Réunissant quelques desperados de la création sonore contemporaine, à la fois solitaires par obligation et solidaires par désir farouche de création radicale, peu - ou plus du tout - soucieux de complaisance à l’égard du bon goût, ou de la bienséance, voire de la bien-sonnance, le groupe déclenche une tempête dans un océan bruitiste.
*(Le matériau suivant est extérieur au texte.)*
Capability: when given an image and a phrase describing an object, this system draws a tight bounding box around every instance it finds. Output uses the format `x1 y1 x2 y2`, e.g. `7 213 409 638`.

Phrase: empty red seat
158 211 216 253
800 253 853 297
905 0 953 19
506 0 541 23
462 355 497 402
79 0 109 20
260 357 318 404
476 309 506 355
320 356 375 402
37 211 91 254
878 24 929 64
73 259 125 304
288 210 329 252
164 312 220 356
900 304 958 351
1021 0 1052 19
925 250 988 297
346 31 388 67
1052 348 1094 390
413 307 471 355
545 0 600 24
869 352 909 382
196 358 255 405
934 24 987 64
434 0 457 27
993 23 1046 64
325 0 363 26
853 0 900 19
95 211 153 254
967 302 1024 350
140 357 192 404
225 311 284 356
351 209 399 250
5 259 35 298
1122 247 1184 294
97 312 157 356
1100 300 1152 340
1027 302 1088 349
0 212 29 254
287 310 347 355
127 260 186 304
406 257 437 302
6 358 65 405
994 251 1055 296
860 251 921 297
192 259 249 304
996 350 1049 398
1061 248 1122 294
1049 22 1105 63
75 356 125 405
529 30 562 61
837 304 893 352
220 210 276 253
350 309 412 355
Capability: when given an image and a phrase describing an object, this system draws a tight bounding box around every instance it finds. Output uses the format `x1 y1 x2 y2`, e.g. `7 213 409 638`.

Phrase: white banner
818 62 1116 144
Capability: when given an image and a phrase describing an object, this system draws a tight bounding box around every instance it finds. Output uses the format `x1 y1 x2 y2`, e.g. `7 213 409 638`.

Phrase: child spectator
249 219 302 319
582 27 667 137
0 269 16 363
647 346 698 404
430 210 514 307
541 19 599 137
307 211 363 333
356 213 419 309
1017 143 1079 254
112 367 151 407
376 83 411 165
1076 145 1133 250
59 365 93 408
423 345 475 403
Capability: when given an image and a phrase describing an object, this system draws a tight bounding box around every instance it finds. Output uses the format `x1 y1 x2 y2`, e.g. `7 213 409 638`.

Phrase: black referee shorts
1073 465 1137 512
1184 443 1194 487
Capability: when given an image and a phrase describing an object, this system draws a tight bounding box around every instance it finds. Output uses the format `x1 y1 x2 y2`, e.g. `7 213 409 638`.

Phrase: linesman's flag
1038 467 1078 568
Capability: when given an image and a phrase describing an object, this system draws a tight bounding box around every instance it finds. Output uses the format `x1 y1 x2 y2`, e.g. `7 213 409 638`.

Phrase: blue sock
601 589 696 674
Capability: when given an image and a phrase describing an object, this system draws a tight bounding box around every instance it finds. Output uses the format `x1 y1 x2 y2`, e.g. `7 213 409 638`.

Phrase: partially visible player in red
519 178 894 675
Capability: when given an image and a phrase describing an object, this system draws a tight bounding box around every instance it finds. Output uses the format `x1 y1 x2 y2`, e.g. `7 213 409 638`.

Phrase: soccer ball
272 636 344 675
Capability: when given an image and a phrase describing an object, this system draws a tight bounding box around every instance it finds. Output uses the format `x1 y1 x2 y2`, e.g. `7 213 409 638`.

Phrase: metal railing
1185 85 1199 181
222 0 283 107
En seulement quatre pistes d’une durée de 8 à 35 minutes (là encore l’amplitude n’est pas à mettre du côté de la mesure), le quintet échafaude en même temps qu’il le déchire un tissu sonore fortement texturé dans lequel, notamment, la guitare de David Torn fait son office. Soutenue par les riffs sales de la basse de Devin Hoff qui tient lieu de fondation comme de puissance pulsatile, la formation se lance, avec une envie dévorante, dans des improvisations sans jalon aucun. Maillages resserrés, grandes laizes tournoyantes constituent cette mer déchaînée où chacun navigue au gré de ses envies - et de ses capacités à saisir le ou les moments.
Ainsi Marc Ducret, en guetteur aguerri qu’il est, sait saisir l’instant où sa guitare viendra lacérer l’ensemble et porter un supplément de sens à un propos collectif pourtant déjà opulent. Car saturé par un saxophone extrêmement tendu qui joue sur les grands intervalles entre des graves et des aigus qui épuisent l’oreille et la réjouissent, ce vaisseau aux voiles qui claquent dans les vents contraires se renforce par son intensité même.
Sous les flux et reflux de la batterie de Ches Smith qui cache une finesse de jeu derrière des frappes lourdes, les cinq compagnons de fortune se laissent aller sans aucune retenue et sont capables, sur l’insistance payante du saxophoniste, de créer une mélopée impure dont on ressort assouvi, lessivé, sidéré.